Path: utzoo!utgpu!news-server.csri.toronto.edu!mailrus!uunet!overload!dillon
From: dillon@overload.UUCP (Matthew Dillon)
Newsgroups: comp.sys.amiga.tech
Subject: Re:  Parity Checking / ECC RAM on the A3000
Message-ID: <dillon.4072@overload.UUCP>
Date: 1 Jun 90 02:30:41 GMT
References: <1655@lpami.wimsey.bc.ca>
Lines: 83

>The fact that a properly designed ECC scheme can correct errors in the ECC bits
>themselves makes it far more desirable for reliability and recoverability,
>though at a greater cost.
>
>Parity schemes, on the other hand, cannot detect the failure of a parity bit
>itself, and thus reduces the overall reliability as a tradeoff for knowing when

    A parity scheme will detect all one bit errors, even if the bit that
    error'd is the parity bit itself.  The parity scheme does not know *which*
    bit err'd, or whether it was the parity bit itself that err'd, but it
    will detect any single bit error.

    A reasonable ECC scheme (7 bits to correct 32 bits as I mentioned in my
    previous posting) will detect and correct all 1 bit errors where that 1
    bit is any one of the 32 bits.  It will detect any single bit error in
    the ECC code itself in which case the real data is assumed to be valid
    and no other action is taken.  I believe the scheme will also detect any
    two bit errors (through all 39 bits).

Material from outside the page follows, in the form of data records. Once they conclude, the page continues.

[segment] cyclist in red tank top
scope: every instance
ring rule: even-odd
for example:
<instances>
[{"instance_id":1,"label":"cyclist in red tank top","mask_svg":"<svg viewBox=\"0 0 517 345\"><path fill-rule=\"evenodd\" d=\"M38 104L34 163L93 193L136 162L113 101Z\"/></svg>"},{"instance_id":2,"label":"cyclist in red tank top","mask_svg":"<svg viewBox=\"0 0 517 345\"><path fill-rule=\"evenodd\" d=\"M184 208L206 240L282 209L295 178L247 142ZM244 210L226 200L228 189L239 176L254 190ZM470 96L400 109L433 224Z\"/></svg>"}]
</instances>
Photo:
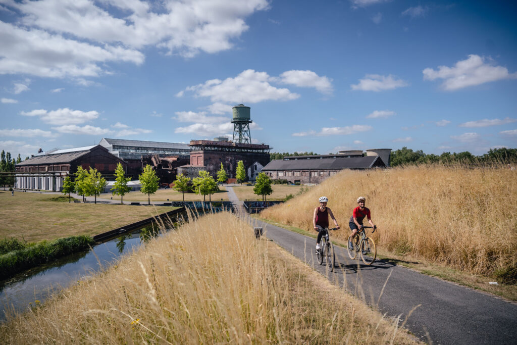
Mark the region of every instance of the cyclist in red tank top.
<instances>
[{"instance_id":1,"label":"cyclist in red tank top","mask_svg":"<svg viewBox=\"0 0 517 345\"><path fill-rule=\"evenodd\" d=\"M320 250L320 242L322 239L322 235L323 233L320 231L320 230L325 228L328 228L328 216L330 216L332 220L334 221L336 227L339 229L338 225L338 221L336 220L333 214L330 209L327 207L327 203L328 199L326 197L322 197L320 198L320 206L314 208L314 215L312 217L312 226L314 230L318 232L318 238L316 240L316 250Z\"/></svg>"},{"instance_id":2,"label":"cyclist in red tank top","mask_svg":"<svg viewBox=\"0 0 517 345\"><path fill-rule=\"evenodd\" d=\"M349 226L350 230L352 231L352 237L355 236L357 232L362 228L363 220L366 217L374 229L377 229L377 227L373 223L372 220L372 216L370 213L370 209L364 207L366 203L366 199L364 197L359 197L357 198L357 204L359 205L354 209L352 212L352 216L350 217ZM348 242L348 247L352 247L352 242Z\"/></svg>"}]
</instances>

    One should never think of an ECC scheme in terms of whether the erronous
    bits are in the ECC part or the real-data part.  Or, at least, I never
    think of it that way.  You tend to produce weak algorithms when you
    consider cases that depend on the meaning of bits rather than work on
    a general algorithm that can do a better job all around.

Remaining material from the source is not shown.